American academic Walt Steve says that extremism, pressure groups, foreign interventions, and above that a deeper structural problem, all make it likely that the Palestinian-Israeli conflict will remain unresolved.
Steve, a professor of foreign policy at Harvard University and a columnist in Foreign Policy magazine, wonders why the various efforts to end this conflict failed, while all the conflicts that took place in the twentieth century found solutions, and their parties dealt with after the wars within the framework of normal relations, such as America with Germany and Japan, America and Vietnam, and internal conflicts in Ireland and South Africa.
Steve responded – in an article in the magazine – saying that there are five reasons that he considers the most important for the continuation of the Palestinian-Israeli conflict.
A deep structural problem
At the heart of this conflict are “indivisible goals.” Both Palestinians and Israelis want to live on and control the same piece of land, each side believes it is rightfully theirs, each side has a basis for its claim, and strongly believes its position should be superior to that of the other. This is a deep structural problem.
It is difficult to resolve this dispute if the issue – or issues – at hand cannot be divided in a way acceptable to both parties, in addition to the complex and contested status of Jerusalem, a holy site for 3 major religions.
Although there have been numerous land-sharing proposals over the past century, voices calling for compromise have been drowned out or marginalized by those who want all of the disputed territory.
Security problem
Given the first problem, coupled with the small size of the disputed territories, both sides face a severe security dilemma.
Zionist leaders realized from the beginning that it would be impossible to create a Jewish-controlled state with a large Arab minority, let alone an Arab majority.

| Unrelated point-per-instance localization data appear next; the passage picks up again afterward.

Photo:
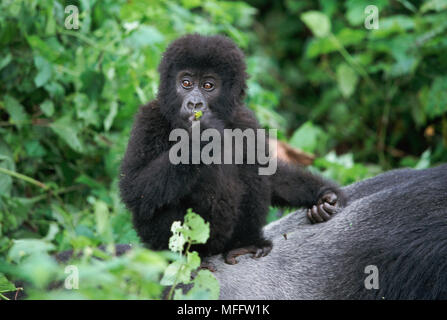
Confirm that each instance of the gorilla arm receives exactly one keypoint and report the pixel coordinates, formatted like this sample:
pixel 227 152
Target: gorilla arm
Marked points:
pixel 148 179
pixel 295 187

This belief led to acts of “ethnic cleansing” during the 1948 Arab-Israeli War, and again in 1967 when Israel seized the West Bank. Naturally, both the expelled Palestinians and Israel’s Arab neighbors were angry about what had happened and keen to reverse the results.
Israel’s small population and weak geography gave its leaders a strong incentive to make it safer by expanding its borders. Unfortunately, retaining and settling the West Bank, while also controlling the Gaza Strip, means that millions of Palestinians will be permanently under Israeli authority, in effect creating the demographic problem that Israel’s founders sought to avoid.
“Greater Israel”
Pursuing the goal of “Greater Israel” would force its leaders to grant full political rights to the roughly equal number of Israelis and Palestinian nationals, find another excuse to expel the rest, or establish an apartheid regime inconsistent with Tel Aviv’s alleged commitment to democracy and human rights.
As former Israeli Foreign Minister Shlomo Ben-Ami wrote in 2006, “Democracy, the Jewish state, and territorial expansion are irreconcilable.”
This leaves the least bad option: Israel could give up a large portion of the territory it now controls and allow the Palestinians to establish a state of their own. This goal was the declared policy of the administrations of former US presidents Bill Clinton, George Bush, Barack Obama, and now Joe Biden.
The difficulty of the two-state solution
However, the security dilemma complicates efforts to negotiate “two states for two peoples,” as Israeli negotiators insist that any future Palestinian entity (or state) must be effectively demilitarized, with Israel retaining significant control over its borders and airspace to ensure that such The state is seriously threatened. But such an arrangement will never be accepted by the Palestinians.
Although it is possible to imagine arrangements that could improve each side’s sense of security and help encourage eventual reconciliation, absolute security is an unattainable goal.
Unfortunately, what happened to the Israelis by the Islamic Resistance Movement (Hamas), and what happened to the Palestinians by Israel, will make it difficult to achieve a two-state solution in the foreseeable future.
Foreign interventions
The conflict between the two sides was fueled and sustained by a group of third parties (Britain, America, the Soviet Union, Iran, and Arab countries) whose interventions were self-interested and counterproductive. The interventions of all these parties have made the situation worse, according to the writer.